NetCDF output enabled
XY-section: 64 file(s) found
forrtl: severe (67): input statement requires too much data, unit 110, file /lustre/scratch3/turquoise/cbegeman/palm/jobs/test_restart_1/RUN_ifort.grizzly_hdf5_mpirun_test_oceanml/PLOT2D_XY_000000
Image PC Routine Line Source
combine_plot_fiel 000000000041D14E forio_return Unknown Unknown
combine_plot_fiel 000000000043F571 for_read_seq_xmit Unknown Unknown
combine_plot_fiel 000000000040A918 Unknown Unknown Unknown
combine_plot_fiel 0000000000408FAE Unknown Unknown Unknown
libc-2.17.so 00002AE5586A73D5 libc_start_main Unknown Unknown
combine_plot_fiel 0000000000408EA9 Unknown Unknown Unknown
I haven't seen that. But this looks like an error in combine_plot_fields, and not the model itself. Either way here is my file. Nothing jumps out at me as different. My only suggestion is perhaps trying fewer processors, your domain is 32x32x32 and you are using 64 processors. I've had some issues with using a lot of processors for a small domain.

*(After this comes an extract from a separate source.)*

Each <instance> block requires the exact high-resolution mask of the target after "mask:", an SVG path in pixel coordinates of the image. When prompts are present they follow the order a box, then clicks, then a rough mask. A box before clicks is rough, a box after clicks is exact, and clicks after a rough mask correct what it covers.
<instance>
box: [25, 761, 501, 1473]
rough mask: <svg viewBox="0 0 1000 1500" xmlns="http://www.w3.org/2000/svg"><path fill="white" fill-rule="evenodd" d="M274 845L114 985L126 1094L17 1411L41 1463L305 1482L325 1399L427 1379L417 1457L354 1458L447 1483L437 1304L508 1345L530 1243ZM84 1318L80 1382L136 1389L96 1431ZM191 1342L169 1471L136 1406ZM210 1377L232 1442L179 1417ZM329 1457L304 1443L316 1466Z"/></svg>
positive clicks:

&initialization_parameters
nx = 63, ny = 63, nz=64,
dx = 2.5, dy = 2.5, dz = 2.5,
fft_method = 'temperton-algorithm',
ocean = .T.,
idealized_diurnal = .T.,
linear_eqnOfState = .FALSE.
rho_ref = 1000.0
fixed_alpha = .TRUE.
alpha_const = 2.0E-4
beta_const = 8.0E-4
pt_ref = 15.0
sa_ref = 35.0
loop_optimization = 'vector',
initializing_actions = 'read_restart_data'
latitude = 55.6,
momentum_advec = 'pw-scheme',
scalar_advec = 'pw-scheme',
ug_surface =0.0, vg_surface = 0.0,
pt_surface = 276.74,
pt_vertical_gradient = -54.,-0.5,
pt_vertical_gradient_level = -44.,-52.,
sa_surface = 7.65,
sa_vertical_gradient = -70.0,-18.0,
sa_vertical_gradient_level = -44.,-53.,
use_top_fluxes= .T.,
use_surface_fluxes = .F.,
constant_flux_layer= .F.,
top_momentumflux_u = 0.0,
top_momentumflux_v = 0.0,
top_heatflux = 0.,
top_salinityflux = 0.0,
bc_uv_b = 'neumann', bc_uv_t = 'neumann',
bc_pt_b = 'neumann', bc_pt_t = 'neumann',
bc_p_b = 'neumann', bc_p_t = 'neumann',
bc_s_b = 'initial_gradient', bc_s_t = 'neumann',
bc_sa_t = 'neumann', /
&runtime_parameters
end_time = 120000.0,
create_disturbances = .T.,
disturbance_energy_limit = 1.0e-2,
! disturbance_level_b = -4.,
dt_disturb = 150.,
dt_run_control = 0.0,
dt_data_output = 600.0,
dt_dopr = 600.0,
dt_data_output_av = 600.,
section_xy = 1,
netcdf_data_format = 3,
data_output = 'shf*_xy', 'e', 'pt', 'sa', 'u', 'v', 'w', 'rho_ocean', 'alpha_T', 'solar3d',
data_output_pr = 'e','e*', '#pt', '#sa', 'p', 'hyp', 'km', 'kh', 'l',
'#u','#v','w','prho','w"u"','w*u*','w"v"','w*v*','w"pt"','w*pt*',
@cbegeman, typically we would leave the issue open until the PR to fix it has been merged. It's also customary to say in the issue that it was fixed by a PR, in this case #11.
@xylar got it, thanks.
No problem! I know how satisfying it can be to close an issue as fixed so I'm sorry to take that away from you ;-)
addressed by #11
I noticed that somewhere along the line we broke the restart capability. The error is generated at https://github.com/xylar/palm_les_lanl/blob/74b332fd5bd95b45efbca99b17b35ee1b8230805/trunk/SOURCE/netcdf_interface_mod.f90#L2462
I went back to @vanroekel 's old "palm_les_updates" version and verified that restart worked there. It did run successfully, but with a different error message: errors in local file ENVPAR some variables for steering may not be properly set
Do any of you know of a version of the code where you had a successful restart? Or do you have ideas about what the source of the issue is? Thanks!